Notable Quotes & Memorable Moments
- "The work of the board is hard and getting harder... If you want to be on the board, you have to keep pace." – Abby Alderman (02:36)
- "It's not the board's job to manage the risks, cyber or otherwise. It's the board's job to provide that oversight..." – Abby Alderman (04:15)
- "If you do tell a story or use some case study that just isn't part of something that's realistically going to happen to our company, then you're kind of signaling you can tune out..." – Abby Alderman (09:37)
- "They just can't point fingers at somebody else. So they have to, at that level, say, we have done our homework..." – Abby Alderman (14:40)
- "Security is an ingredient in quality." – Roland Cordier via David Moulton (27:58)

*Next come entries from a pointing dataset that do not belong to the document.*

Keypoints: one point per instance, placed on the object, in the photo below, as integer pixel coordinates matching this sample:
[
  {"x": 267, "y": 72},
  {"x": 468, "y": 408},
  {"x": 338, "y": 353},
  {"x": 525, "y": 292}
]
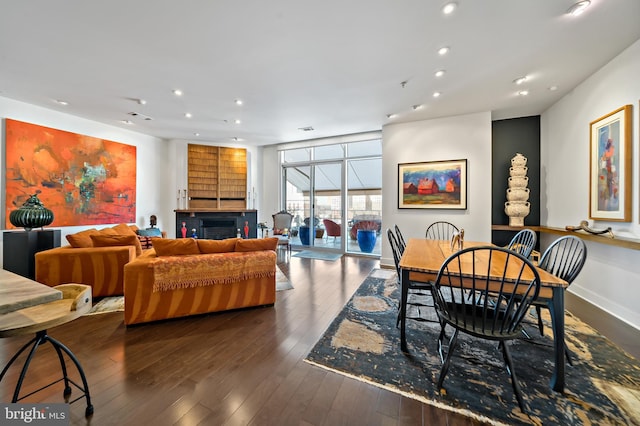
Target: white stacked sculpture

- "[Be] calm is really important. If you're excitable and a little dramatic... that might backfire." – Abby Alderman (29:13)
- "Be bold, be brave, be gone." – David Moulton (31:43)

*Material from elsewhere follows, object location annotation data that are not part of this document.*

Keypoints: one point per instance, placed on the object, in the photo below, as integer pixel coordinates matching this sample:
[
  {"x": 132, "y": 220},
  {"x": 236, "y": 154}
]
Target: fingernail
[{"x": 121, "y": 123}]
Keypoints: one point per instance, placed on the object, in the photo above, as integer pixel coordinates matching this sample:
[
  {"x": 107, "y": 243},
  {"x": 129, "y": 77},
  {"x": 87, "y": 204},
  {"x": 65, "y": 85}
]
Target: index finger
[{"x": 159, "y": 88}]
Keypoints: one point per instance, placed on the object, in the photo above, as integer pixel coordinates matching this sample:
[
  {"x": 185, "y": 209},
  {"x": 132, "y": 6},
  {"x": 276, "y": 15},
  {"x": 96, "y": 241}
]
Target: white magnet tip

- "Curiosity... practicality... resilience—those are the three things I'd call out." – Abby Alderman (34:01)
Key Timestamps
- 02:36: Boards’ evolving role and increased complexity
- 04:04: ORAS framework introduction
- 05:38: Treat the board as thought partners, not technical deep-divers
- 09:37: Keep stories/case studies relevant to your organization
- 14:20: Where board accountability for cyber risk begins and ends
- 18:08: Importance of crisis preparedness and tabletop exercises
- 22:20: Positioning cyber as strategic, not just a cost center
- 27:58: "Security is an ingredient in quality."
- 29:13: The importance of a calm, direct tone in board discussions
- 33:44: Most valuable board member skills for cyber oversight
Summary & Takeaways
This episode provides a playbook for CISOs and cyber leaders striving to engage their boards strategically, not just tactically, on cyber risk. Abby’s ORAS framework and practical communication advice help CISOs keep messages focused, relevant, and strategic, while David’s executive insights reinforce the importance of efficiency, confidence, and story-driven presentations. The conversation also emphasizes adaptability—matching the tone and content to your board’s unique makeup—and the importance of ongoing crisis preparedness.

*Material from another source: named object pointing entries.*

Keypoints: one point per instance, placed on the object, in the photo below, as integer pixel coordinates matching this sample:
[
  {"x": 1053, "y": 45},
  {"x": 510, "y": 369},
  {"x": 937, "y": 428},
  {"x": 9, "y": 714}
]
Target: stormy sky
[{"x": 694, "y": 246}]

For CISOs: Lead with the “why,” tailor stories for relevance, and use board members as thinking partners rather than technical reviewers. Collaborate actively with your CEO and ensure your language, tone, and confidence underscore that cyber risk management is central to business quality and strategic direction.
For Boards: Cultivate curiosity, resilience, and practical wisdom—these traits enable effective oversight in a world where cyber is a permanent and evolving business concern.